Не знаю, что это со мной. Я ужасно устал. Голова кружится. Заниматься не могу. Едва возьму валторну, сразу же задыхаюсь и весь покрываюсь испариной. На улице, правда, жара, но в этой комнате, что за черт, ведь жары здесь не бывает, здесь я никогда раньше не по
тел, пока дул в валторну или колотил по столу, но сейчас мне ничего делать не хочется. Открываю окно, впускаю свежий воздух, но все равно дышать тяжело. Закрываю окно, валюсь на постель и дышу в грязную подушку. Гадость какая, мне уже и подушка эта опротивела. И вообще все кажется отвратительным. И окно, и подушка. Вроде и не ел еще, а голода не чувствую. И никто, господи, совсем никто обо мне не вспомнит. Ведь вчера еще все было хорошо. Что же это со мной? Если со мной что-то случится... Боже мой, где же хоть кто-нибудь?
Устал я ужасно. Может, мне нужно только получше выспаться и утром все опять будет в порядке?..
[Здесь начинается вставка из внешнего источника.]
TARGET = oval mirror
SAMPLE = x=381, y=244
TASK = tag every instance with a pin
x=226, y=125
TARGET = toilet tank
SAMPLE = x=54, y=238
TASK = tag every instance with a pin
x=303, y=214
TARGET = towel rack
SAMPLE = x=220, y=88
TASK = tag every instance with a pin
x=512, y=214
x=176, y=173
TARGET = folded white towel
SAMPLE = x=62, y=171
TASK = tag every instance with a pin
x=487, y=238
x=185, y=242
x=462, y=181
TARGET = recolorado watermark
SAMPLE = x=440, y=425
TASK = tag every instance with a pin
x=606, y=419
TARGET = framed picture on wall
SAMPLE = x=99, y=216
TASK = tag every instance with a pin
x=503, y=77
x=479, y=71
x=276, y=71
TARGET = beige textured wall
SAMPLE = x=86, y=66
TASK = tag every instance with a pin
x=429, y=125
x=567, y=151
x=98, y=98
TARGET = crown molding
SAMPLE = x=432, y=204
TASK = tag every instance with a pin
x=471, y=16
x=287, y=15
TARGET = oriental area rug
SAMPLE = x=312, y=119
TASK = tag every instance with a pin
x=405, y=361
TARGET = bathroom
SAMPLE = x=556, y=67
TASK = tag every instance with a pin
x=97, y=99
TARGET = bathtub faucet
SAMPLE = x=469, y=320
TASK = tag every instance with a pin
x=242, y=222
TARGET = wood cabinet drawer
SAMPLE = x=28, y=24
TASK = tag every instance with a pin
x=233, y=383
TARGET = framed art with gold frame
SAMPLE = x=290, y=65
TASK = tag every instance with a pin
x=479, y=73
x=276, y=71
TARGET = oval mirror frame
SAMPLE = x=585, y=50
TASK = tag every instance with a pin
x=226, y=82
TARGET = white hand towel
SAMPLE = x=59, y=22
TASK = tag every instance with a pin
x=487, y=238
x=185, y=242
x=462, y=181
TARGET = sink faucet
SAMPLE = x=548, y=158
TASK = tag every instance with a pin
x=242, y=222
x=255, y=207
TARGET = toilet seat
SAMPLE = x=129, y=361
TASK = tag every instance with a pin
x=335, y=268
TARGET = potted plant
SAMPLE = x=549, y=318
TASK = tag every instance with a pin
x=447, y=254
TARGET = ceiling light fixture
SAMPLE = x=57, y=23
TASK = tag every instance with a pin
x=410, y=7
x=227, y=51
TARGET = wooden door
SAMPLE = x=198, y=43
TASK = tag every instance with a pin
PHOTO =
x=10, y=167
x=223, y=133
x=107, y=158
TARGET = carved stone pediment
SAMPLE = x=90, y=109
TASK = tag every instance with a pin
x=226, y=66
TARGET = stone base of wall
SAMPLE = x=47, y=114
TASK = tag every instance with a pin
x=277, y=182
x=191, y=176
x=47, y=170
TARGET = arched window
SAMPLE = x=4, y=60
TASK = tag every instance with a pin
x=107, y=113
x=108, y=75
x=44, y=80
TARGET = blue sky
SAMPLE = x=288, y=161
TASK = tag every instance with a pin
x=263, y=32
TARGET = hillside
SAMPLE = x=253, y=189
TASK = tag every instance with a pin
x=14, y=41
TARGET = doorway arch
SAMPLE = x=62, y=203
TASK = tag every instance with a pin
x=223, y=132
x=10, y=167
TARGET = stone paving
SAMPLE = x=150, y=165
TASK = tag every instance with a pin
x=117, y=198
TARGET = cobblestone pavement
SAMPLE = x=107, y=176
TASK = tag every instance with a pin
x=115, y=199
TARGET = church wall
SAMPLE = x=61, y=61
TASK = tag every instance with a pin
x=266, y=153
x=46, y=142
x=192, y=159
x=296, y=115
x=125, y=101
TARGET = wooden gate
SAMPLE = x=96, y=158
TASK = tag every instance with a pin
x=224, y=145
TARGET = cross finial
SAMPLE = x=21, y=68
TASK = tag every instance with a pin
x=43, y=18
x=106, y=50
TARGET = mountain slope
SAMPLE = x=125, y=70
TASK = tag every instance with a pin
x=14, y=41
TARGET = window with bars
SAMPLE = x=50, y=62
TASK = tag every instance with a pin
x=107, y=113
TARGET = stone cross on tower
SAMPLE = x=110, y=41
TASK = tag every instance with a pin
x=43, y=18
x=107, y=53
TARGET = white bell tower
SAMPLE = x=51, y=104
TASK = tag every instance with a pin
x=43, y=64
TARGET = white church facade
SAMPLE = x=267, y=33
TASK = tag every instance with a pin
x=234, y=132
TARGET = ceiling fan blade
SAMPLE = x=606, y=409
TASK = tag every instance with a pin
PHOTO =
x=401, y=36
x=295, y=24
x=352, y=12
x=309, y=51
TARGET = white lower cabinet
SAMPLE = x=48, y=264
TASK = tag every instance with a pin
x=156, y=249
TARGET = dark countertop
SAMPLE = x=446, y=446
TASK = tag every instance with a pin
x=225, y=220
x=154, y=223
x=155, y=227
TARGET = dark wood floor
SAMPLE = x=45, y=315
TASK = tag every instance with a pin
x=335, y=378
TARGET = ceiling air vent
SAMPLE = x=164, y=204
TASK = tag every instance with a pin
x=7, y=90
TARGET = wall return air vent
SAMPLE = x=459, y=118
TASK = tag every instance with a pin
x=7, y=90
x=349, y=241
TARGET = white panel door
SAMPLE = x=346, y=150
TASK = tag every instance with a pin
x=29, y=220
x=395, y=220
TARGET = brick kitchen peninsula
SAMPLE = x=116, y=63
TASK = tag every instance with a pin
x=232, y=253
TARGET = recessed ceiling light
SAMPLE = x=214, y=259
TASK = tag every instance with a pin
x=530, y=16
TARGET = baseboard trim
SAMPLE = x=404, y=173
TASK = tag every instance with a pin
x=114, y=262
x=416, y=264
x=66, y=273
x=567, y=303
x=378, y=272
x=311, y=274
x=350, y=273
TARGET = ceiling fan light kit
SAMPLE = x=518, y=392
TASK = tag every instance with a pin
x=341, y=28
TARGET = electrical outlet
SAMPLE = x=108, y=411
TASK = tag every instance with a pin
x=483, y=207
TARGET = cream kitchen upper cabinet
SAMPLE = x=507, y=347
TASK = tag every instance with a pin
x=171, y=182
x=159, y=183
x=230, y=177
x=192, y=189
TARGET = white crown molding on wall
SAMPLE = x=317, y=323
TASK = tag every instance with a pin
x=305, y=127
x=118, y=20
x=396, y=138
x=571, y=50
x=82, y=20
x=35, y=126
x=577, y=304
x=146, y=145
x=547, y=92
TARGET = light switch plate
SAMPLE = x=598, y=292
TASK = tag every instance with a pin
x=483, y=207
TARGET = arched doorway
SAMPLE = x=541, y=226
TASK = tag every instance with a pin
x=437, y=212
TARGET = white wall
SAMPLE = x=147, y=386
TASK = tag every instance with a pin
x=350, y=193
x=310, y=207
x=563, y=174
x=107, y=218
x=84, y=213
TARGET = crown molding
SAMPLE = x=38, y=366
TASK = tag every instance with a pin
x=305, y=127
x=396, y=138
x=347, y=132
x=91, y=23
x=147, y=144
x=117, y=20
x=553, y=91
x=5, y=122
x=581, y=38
Нет, опять что-то не то! Ах ты, господи, на службу в костел пора! А потом в училище. Каждое утро без завтрака. Возле печки стоит бутылка с малиновым сиропом. Я обычно наливаю из нее немного в стакан и разбавляю водой. Вот и весь завтрак, уже третий год, но сегодня... Ничего не хочется, ничего-то мне не надо... В костел, впрочем, все же иду. Играю из рук вон плохо. Пан священник небось опять отругает. С трудом доиграл мессу. Собственно, даже толком не закончил. Такая музыка не стоит и шести крон. Спешу удрать из костела пораньше, пока пан священник в ризнице еще не переоделся. Нужно бы в училище сходить, только вот как туда добраться? Нет, надо еще полежать!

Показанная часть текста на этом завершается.